L’attitude des USA n’est donc pas forcément cohérente, certains s’en plaignent (Micheal Mann), d’autres y percevant une forme de force (Edward Luttwack) qui permet une déstabilisation des ennemis. Face à l’indifférence feinte en Amérique du Sud, il y a tout de même un intérêt pour les USA puisqu’ils sont intervenus en Colombie. En revanche, la première sphère d’influence en Amérique Centrale est si bien intégrée dans leur esprit qu’ils n’en parlent pas dans leur politique étrangère. Cette attitude met en évidence que l’Amérique Centrale et les Caraïbes sont considérées comme des extensions des USA plus que comme une région du monde à part. D’ailleurs le commandement Sud des USA implanté à Miami considère véritablement ces deux zones comme une sphère d’influence si proche des USA que c’est une partie du pays, avec des États souverains en quelques sortes. Dans leurs documents, l’Amérique Latine ne fait pas partie des grands centres de puissance globale. Du coup, ils délèguent leur rôle au Brésil car cette région attire dorénavant moins leur intention. En Amérique Centrale cependant, la Guerre Froide pousse à une intervention systématique des USA dans la région (comme l’arrivée de la CIA lors du conflit des années 1980 au Nicaragua). L’interventionnisme plus ou moins cohérent, fait que les USA soutiennent Pinochet, soutiennent un peu moins officiellement les colonels argentins et les abandonnent dés que Londres réplique lors de la Guerre des Malouines. Leur politique extérieure est donc très peu cohérente si ce n’est que durant la guerre froide, il fallait éviter l’installation d’un régime communiste en Amérique. A force d’aider n’importe qui, leur politique est très incohérente et la seule politique cohérente sera après la Guerre Froide, c’est le Plan Colombie. « L’indifférence bienveillante » à l’égard de l’Amérique Latine vient aussi du nombre d’hommes d’origine latino dans les institutions américaines, ces Latinos étant la plus grosse minorité des USA. En conséquence, les agissements des USA en Amérique Latine sont plus perçus comme des actions de politique intérieure. La fin de la Guerre Froide est donc marquée par ce phénomène d’éloignement et de progressif désintérêt des affaires d’Amérique du Sud, d’où le royal dédain et l’ignorance totale vis-à-vis du Venezuela.

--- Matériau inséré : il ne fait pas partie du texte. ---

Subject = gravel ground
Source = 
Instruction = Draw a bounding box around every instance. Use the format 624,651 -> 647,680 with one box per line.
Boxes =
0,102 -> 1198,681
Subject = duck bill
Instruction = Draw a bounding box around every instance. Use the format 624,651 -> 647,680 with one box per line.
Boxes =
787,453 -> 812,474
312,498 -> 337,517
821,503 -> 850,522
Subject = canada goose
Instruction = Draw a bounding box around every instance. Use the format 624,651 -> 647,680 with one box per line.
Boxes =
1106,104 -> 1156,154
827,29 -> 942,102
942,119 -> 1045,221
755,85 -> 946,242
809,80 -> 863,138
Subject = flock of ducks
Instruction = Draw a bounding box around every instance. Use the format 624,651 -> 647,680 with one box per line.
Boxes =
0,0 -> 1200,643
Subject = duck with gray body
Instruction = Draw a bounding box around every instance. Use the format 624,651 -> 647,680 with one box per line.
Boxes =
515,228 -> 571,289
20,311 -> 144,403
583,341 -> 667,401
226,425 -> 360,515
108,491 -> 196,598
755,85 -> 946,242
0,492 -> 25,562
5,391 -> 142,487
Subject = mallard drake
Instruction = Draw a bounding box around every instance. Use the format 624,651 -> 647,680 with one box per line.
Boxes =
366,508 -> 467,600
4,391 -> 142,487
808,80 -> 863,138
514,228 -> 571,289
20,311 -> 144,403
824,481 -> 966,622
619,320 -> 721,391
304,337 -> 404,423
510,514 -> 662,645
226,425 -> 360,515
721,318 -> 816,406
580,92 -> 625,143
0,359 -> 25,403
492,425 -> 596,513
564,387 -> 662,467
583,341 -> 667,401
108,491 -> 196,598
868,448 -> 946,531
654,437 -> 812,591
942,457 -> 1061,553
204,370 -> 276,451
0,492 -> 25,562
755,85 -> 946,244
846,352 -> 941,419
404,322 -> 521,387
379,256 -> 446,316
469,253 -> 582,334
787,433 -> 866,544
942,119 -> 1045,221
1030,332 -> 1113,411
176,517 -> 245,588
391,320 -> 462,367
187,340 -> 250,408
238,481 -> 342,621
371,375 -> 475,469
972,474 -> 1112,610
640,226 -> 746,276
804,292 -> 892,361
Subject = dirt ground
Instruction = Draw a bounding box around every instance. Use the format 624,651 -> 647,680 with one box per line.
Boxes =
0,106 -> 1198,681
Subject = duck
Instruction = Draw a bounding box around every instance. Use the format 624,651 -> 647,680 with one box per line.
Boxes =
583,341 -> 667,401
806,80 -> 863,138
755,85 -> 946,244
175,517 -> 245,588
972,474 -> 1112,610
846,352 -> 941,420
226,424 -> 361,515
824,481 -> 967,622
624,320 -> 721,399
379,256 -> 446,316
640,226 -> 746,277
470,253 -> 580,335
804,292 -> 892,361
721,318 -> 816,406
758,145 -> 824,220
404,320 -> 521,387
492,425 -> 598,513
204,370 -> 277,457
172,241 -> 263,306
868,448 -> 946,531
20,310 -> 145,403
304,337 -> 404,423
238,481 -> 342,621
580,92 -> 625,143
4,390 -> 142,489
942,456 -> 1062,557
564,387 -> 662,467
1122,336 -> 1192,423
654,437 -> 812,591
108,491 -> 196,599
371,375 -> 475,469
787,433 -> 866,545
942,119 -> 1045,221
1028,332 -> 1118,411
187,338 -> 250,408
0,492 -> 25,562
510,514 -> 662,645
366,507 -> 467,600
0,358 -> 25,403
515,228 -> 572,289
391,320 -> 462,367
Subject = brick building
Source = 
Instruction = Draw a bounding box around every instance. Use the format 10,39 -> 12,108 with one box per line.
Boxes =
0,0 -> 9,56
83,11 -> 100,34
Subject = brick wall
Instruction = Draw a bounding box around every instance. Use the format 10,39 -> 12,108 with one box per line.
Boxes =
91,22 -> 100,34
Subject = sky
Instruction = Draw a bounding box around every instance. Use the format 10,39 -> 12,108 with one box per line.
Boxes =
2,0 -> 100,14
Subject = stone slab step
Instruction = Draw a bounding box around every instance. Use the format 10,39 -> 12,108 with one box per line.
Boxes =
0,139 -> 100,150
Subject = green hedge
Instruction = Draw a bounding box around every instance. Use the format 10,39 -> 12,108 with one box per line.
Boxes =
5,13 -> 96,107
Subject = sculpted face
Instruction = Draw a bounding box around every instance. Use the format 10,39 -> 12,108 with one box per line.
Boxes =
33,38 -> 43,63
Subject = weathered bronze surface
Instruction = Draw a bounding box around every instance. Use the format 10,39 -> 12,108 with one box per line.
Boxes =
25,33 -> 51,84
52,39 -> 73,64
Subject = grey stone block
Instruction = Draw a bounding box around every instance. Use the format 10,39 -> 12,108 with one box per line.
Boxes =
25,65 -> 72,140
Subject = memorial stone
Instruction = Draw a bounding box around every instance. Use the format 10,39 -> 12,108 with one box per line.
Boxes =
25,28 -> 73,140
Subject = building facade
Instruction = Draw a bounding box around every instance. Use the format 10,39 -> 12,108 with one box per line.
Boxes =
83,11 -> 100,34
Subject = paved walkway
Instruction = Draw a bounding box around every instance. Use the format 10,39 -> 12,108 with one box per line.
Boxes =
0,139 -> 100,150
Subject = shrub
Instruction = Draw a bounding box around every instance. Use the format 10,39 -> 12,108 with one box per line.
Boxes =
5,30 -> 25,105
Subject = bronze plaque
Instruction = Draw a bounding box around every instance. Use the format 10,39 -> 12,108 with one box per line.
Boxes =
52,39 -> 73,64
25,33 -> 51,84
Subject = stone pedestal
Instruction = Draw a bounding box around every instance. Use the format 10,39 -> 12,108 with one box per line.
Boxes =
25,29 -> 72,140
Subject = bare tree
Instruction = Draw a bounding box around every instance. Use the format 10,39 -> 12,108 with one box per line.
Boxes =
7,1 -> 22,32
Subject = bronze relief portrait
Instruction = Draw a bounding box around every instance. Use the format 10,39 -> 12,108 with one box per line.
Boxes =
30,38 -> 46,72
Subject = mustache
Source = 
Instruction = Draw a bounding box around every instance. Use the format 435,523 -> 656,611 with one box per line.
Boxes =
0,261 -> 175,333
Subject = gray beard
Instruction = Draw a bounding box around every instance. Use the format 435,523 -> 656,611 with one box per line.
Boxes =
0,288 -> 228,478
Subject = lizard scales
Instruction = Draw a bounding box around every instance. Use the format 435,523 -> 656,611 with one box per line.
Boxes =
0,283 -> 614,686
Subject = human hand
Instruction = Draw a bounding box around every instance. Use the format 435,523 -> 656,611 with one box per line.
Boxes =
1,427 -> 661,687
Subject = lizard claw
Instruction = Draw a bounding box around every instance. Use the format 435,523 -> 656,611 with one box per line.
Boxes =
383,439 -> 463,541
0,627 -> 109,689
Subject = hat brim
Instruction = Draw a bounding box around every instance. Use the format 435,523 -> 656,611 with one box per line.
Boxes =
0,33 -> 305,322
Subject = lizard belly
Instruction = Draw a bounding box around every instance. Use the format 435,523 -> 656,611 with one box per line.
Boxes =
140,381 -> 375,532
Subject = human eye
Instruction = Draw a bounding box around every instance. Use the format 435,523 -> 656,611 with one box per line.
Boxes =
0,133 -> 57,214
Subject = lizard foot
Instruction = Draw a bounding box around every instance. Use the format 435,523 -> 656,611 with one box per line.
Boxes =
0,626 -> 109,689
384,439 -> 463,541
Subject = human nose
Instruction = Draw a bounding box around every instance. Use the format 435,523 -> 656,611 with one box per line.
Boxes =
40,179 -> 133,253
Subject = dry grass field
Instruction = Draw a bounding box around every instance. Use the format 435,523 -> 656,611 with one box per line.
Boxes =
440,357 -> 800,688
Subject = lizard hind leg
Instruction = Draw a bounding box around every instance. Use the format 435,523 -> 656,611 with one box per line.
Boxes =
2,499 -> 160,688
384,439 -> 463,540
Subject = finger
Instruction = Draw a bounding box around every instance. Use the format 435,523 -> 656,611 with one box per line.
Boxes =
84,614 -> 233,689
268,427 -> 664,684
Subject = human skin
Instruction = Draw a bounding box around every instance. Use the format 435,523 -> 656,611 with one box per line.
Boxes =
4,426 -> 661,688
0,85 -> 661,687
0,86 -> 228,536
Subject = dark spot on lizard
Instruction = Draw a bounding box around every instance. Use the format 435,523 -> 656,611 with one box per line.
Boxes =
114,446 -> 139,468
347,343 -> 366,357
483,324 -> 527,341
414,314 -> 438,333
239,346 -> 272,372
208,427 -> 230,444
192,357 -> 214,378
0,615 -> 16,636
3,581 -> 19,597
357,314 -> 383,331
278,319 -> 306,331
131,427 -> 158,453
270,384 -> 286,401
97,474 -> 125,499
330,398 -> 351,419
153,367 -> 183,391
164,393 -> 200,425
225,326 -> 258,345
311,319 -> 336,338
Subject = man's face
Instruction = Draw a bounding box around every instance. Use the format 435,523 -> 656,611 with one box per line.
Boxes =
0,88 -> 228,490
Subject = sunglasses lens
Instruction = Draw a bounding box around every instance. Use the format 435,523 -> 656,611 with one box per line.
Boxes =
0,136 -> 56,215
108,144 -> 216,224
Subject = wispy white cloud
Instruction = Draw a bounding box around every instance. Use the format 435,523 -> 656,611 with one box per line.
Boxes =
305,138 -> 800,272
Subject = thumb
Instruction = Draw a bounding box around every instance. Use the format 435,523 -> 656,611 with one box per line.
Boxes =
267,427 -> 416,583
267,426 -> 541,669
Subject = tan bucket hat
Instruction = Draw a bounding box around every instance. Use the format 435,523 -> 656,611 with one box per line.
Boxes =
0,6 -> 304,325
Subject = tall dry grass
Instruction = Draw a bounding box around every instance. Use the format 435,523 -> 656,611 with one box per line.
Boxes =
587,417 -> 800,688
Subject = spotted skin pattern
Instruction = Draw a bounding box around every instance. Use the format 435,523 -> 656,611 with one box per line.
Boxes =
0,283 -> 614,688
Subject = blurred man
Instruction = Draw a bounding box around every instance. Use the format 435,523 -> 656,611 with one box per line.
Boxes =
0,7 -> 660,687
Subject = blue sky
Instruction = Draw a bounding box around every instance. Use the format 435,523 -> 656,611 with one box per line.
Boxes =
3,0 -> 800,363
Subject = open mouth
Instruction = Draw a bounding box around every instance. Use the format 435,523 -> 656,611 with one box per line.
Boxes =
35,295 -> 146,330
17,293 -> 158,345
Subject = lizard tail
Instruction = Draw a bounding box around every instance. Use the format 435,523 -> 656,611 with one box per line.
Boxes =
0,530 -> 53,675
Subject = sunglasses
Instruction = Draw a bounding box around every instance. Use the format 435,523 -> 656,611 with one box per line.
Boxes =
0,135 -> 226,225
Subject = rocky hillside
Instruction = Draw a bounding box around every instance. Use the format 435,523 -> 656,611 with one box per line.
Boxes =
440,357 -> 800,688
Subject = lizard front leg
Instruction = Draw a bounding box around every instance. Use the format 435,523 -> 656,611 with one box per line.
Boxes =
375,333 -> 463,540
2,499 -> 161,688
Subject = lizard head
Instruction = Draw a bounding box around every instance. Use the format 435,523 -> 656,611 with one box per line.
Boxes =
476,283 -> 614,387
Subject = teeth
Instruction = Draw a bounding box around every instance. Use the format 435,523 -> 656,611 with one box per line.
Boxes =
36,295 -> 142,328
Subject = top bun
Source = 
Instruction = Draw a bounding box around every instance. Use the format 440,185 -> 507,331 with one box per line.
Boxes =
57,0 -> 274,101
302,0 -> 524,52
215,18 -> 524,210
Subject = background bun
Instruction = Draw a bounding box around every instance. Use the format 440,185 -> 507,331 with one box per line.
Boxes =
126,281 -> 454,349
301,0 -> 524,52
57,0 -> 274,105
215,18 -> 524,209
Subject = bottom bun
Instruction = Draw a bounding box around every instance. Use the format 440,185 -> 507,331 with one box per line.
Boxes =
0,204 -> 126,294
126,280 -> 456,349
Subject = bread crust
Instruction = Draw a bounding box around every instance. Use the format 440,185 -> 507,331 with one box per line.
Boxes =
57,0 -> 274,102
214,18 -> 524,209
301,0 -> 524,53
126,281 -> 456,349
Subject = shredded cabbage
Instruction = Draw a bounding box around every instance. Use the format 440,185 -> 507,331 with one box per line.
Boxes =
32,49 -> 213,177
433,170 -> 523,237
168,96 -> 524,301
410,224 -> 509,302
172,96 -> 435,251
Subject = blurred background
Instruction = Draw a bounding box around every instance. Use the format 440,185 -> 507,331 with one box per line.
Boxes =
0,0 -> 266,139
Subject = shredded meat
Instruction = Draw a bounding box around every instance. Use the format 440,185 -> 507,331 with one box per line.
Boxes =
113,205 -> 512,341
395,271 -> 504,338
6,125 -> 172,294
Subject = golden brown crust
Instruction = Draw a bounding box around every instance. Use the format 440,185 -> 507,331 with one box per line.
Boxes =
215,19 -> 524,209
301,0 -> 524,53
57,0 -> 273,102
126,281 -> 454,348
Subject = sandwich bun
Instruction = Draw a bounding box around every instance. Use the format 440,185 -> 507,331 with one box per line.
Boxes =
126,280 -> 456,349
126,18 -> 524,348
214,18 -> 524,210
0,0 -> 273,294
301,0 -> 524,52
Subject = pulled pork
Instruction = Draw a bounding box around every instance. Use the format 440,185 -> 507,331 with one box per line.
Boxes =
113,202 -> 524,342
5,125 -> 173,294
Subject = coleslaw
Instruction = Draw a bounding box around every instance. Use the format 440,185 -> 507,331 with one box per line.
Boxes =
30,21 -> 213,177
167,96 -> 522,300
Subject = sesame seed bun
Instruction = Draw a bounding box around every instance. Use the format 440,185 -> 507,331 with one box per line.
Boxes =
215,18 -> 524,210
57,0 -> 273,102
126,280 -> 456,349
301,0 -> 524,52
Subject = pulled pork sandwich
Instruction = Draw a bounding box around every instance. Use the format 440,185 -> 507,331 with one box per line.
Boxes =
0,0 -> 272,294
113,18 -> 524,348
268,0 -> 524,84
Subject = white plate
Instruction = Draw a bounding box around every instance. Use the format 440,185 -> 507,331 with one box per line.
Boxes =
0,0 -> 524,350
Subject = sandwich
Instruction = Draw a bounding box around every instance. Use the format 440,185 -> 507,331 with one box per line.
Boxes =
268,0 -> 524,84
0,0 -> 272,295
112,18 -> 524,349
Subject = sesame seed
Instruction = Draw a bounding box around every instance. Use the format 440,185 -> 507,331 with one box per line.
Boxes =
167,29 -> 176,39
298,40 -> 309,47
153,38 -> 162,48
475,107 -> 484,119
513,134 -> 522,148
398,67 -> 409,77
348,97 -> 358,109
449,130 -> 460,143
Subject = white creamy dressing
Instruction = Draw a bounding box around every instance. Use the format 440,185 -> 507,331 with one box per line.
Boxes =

L’histoire commune qui relie les deux régions donne un poids prépondérant à cette géographie historique sur la politique globale entre les deux espaces. Certes les Usa par leur incohérence ont touché voire blessé des pays d’Amérique du Sud mais le problème principal n’est pas tant ce détail que le fait que les USA n’ont pas proposé de politique de développement cohérente pour cette région du monde, comme ce qu’ils ont fait pour l’Europe après la Seconde Guerre Mondiale. Il semble selon ??? que ce soit bien là le problème central des USA vis-à-vis de l’Amérique du Sud.